1994 schloss auch Jordanien Frieden mit seinem Nachbarn Israel. Rund die Hälfte der Jordanischen Staatsangehörigen sind ja palästinensisch-stämmig. Entsprechend unbeliebt ist der Nachbar Israel immer noch im Volk. Die Kooperation indes, ist zwischen beiden Ländern eng und Israel liefert z.Zt. wg. der enormen Flüchtlingsbelastung die doppelte Erdgasmenge an Jordanien. Ebenso will man mit gigantischen, gemeinsamen Wasserprojekten Meerwasser entsalzen und damit den See Genezareth aufladen. Selbst das Tote Meer will man wieder fitter machen und vor dem Austrocknen bewahren und vom Roten Meer Wasser dorthin leiten. Übrigens ein gemeinsames jord.-paläst.-israelisches Projekt. Wenn der Wille zu friedlicher Zusammenarbeit als win-win Situation nicht durch ständige Hass-, Rache- und Dämonisierung Israels torpediert würde, wäre vieles denkbar und möglich.

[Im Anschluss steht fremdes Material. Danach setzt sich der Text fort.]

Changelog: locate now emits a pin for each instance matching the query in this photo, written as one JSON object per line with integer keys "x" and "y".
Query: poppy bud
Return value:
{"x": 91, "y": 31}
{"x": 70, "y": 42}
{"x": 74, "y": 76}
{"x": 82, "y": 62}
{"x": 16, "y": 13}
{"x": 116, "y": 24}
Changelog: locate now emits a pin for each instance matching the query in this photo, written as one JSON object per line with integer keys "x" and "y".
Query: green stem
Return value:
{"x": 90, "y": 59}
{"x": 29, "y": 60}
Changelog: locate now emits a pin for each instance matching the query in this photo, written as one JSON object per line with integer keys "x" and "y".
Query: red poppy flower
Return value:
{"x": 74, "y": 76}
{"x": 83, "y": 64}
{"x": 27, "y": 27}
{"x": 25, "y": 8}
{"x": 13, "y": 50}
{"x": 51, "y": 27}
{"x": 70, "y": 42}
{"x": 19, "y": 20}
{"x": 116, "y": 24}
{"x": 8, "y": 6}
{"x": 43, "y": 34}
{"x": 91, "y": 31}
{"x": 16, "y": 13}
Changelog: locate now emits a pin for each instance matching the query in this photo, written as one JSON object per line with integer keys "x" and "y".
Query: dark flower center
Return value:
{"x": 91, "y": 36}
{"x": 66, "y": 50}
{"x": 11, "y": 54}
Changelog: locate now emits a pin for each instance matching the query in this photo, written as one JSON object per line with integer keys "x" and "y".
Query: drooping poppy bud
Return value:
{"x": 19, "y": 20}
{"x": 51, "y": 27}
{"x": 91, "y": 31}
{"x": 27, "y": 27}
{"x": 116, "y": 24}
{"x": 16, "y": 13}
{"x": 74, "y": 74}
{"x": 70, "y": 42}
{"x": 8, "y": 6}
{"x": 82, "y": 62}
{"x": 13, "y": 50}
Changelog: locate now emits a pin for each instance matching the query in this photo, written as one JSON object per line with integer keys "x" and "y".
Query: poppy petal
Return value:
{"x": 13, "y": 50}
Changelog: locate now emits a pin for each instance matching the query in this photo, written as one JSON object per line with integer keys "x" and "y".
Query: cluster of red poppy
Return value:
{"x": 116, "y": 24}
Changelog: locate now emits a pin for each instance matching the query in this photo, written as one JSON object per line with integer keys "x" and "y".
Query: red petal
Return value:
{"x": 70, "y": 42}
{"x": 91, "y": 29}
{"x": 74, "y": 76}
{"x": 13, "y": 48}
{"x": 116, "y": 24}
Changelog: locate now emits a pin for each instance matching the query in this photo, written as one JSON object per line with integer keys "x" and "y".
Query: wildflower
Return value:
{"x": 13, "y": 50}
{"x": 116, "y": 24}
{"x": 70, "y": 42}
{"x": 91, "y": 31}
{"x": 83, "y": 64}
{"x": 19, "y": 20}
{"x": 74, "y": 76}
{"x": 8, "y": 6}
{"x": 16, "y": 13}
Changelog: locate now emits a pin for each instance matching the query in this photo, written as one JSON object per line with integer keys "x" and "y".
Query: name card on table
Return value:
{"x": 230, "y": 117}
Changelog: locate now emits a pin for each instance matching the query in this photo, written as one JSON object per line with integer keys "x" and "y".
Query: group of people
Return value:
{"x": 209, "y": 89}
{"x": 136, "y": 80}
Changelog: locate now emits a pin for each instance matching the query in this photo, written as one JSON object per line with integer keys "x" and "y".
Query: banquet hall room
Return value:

Und es ist nicht Israel, das all das untergräbt oder verhindert. Und auch die Verlegung der US-Botschaft nach Jerusalem-West ist daran nicht schuld, das so wenig und vor allem kein Frieden zustande kommt. Und auch nicht der irrationale Trump, wenn man so will.
Kritikaster hat geschrieben:
Vergleiche mit Deutschland greifen allein schon deswegen nicht, weil die Herbeiführung eines kriegsfreien Zustandes zwischen den europäischen Nachbarn vom Tag der Kapitulation an (die meines Wisssens in Nahost nie erfolgte) NICHT von der schlußendlichen Anerkennung irgendwelcher Grenzen abhängig war. Dass es dazu kam, entspricht vollständig meinen Vorstellungen.
Ein kriegsfreier Zustand ist nicht von einer Kapitulation abhängig. Ein Waffenstillstand genügt auch. Und selbst die damalige Kapitulation hat nicht automatisch den völkerrechtlichen Verzicht auf etwaige Landverluste zur Folge. Sonst hätte es ja nicht der expliziten und entgültigen -völkerrechtlich verbindlichen-
Anerkennung z.B. Kaliningrads als russisches Staatsgebiet durch Deutschland bedurft. Ebensowenig eines Friedensvertrags mit Gewaltverzichtserklärung und Anerkennung der sog. Oder-Neisse-Grenze. Als irreversibler Fakt, den ein verlorener Krieg mit sich brachte mit all seinen Gebietsverlusten.
Selbstredend gibt es immer noch Menschen, denen diese, den realpolitischen Fakten und Veränderungen angepasste Politik quer im politischen Schlund liegt. Aber es ändert nichts an den eingeschlagenen Nägeln in den Sohlen des Europäischen Friedensschuhwerks.
Kritikaster hat geschrieben:
Die Annahme, "alle machen's falsch, nur wenige machen's richtig", ist für mich, abgesehen von religiös-ideologisch verbohrten Ausnahmen mit dem Ziel der Vernichtung des jüdischen Staates, auch nicht wirklich überzeugend. Ob sich Trumps Linie am Ende als erfolgreich erweist, ist offen. Da ich aber eine Friedenslösung zwischen Israel und seinen Nachbarn wünsche, hoffe ich, dass meine gegenwärtige Beurteilung falsch sein und er (und in seinem Fahrwasser auch Du
) Recht behalten möget.
Die Vergangenheit hat leider gezeigt, dass man der palästin. Seite selbst unter größter diplomatischer Sorgfalt, deren Befindlichkeit nicht zu dupieren, für jeden dargereichten Finger oder manchmals sogar die ausgestreckte Hand höchstens gebrochen oder mindestens angespuckt zurück bekam.
Deshalb sehe ich die Sache insgesamt auch anders wie Sie: "Wenn tausend Fliegen immer wieder auf dem selben Häufchen landen, mag das zwar für diese "richtig" sein. Ob es der Verschönerung und Verbesserung des Landschaftsbilds dient, ist indes nicht so sicher".